Cloudflare introduces new AI traffic classification mechanisms to balance content protection and compensation for original material.

New AI Traffic Classification Mechanisms

Cloudflare implements new mechanisms to manage AI traffic classifications across three distinct categories: Search, Agent, and Training. These updates are accessible to all Cloudflare users, including those utilizing the Free tier, enabling website administrators to regulate how various AI crawlers interact with their content. The adjustments aim to balance content protection with the need for compensation for original material created by content providers. The company acknowledges that rigid content restrictions do not universally apply, emphasizing the importance of offering more nuanced options than blanket automation blocks. The revised framework shifts from a binary allow-or-block approach to a function-based categorization system. Bots are now classified by their operational roles rather than AI versus non-AI designations, allowing administrators to apply tailored policies to each category. This update considers post-crawling content usage patterns, encouraging the use of specialized crawlers for specific tasks to enhance transparency and control.

Default Settings and Policy Changes

Starting September 15, 2026, new domains will default to blocking Training and Agent crawlers on ad-displaying pages, while Search crawlers remain permitted by default. Multi-functional crawlers executing both Search and Training tasks will be subject to dual policy evaluations. If Training crawlers are restricted, bots like Googlebot, Applebot, and BingBot will be blocked even if Search crawlers are allowed. Administrators can opt out of the new defaults via Security settings before the deadline, preserving existing configurations for Training crawlers engaged in Search activities. Cloudflare will provide advance notifications to ensure users can review and adjust settings.

BotBase Expansion and Enterprise Tools

BotBase, a centralized repository of verified bots and AI agents, expands visibility for Enterprise Bot Management customers. This database enables administrators to access detailed classifications, behaviors, and traffic filters for known bots, with the ability to copy detection IDs for security rule integration. Future updates will introduce additional controls for managing automated traffic through the same interface.

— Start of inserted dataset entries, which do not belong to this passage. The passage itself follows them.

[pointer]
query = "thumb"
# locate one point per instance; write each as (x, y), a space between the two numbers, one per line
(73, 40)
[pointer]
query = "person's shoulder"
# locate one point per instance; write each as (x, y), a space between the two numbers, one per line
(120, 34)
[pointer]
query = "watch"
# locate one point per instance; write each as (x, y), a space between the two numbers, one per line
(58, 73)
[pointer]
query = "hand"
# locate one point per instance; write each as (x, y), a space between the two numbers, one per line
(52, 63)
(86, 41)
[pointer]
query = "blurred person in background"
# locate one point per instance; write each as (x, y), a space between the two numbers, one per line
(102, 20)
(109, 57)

Content Use Controls and Verification

Cloudflare is introducing content use controls for Enterprise Bot Management users, allowing them to specify post-crawling content utilization through three tiers: Immediate (no storage or reuse), Reference (indexing, excerpts, and backlinks), and Full (summaries or reproduction). The company is extending the robots.txt format with a use parameter to communicate these preferences. While robots.txt does not enforce compliance, BotBase will report Verified Bots’ adherence to declared policies. Non-compliant bots risking full content reproduction may lose their Verified status. Previously, all Verified Bots were automatically permitted, but the updated model requires verification only for identity confirmation, with access determined by classification and website policies. Cloudflare plans to enhance transparency in the verification process and develop tools for bot operators to manage classifications and Verified status.

Transitive Trust Model and Privacy Considerations

The company is also proposing a transitive trust model for AI agents operating via third-party platforms. This approach leverages the HTTP Forwarded header to identify the original requester behind intermediaries, including declared content use parameters like use=reference. This enables website owners to apply trust and access policies based on the primary bot operator rather than intermediaries. Cloudflare acknowledges potential limitations in scenarios requiring privacy or anonymous access.

Key Changes and Future Outlook

The updates reflect ongoing efforts to refine AI traffic management while addressing content protection and operational flexibility. Key changes include revised default settings, enhanced bot classification tools, and expanded controls for content usage and trust models.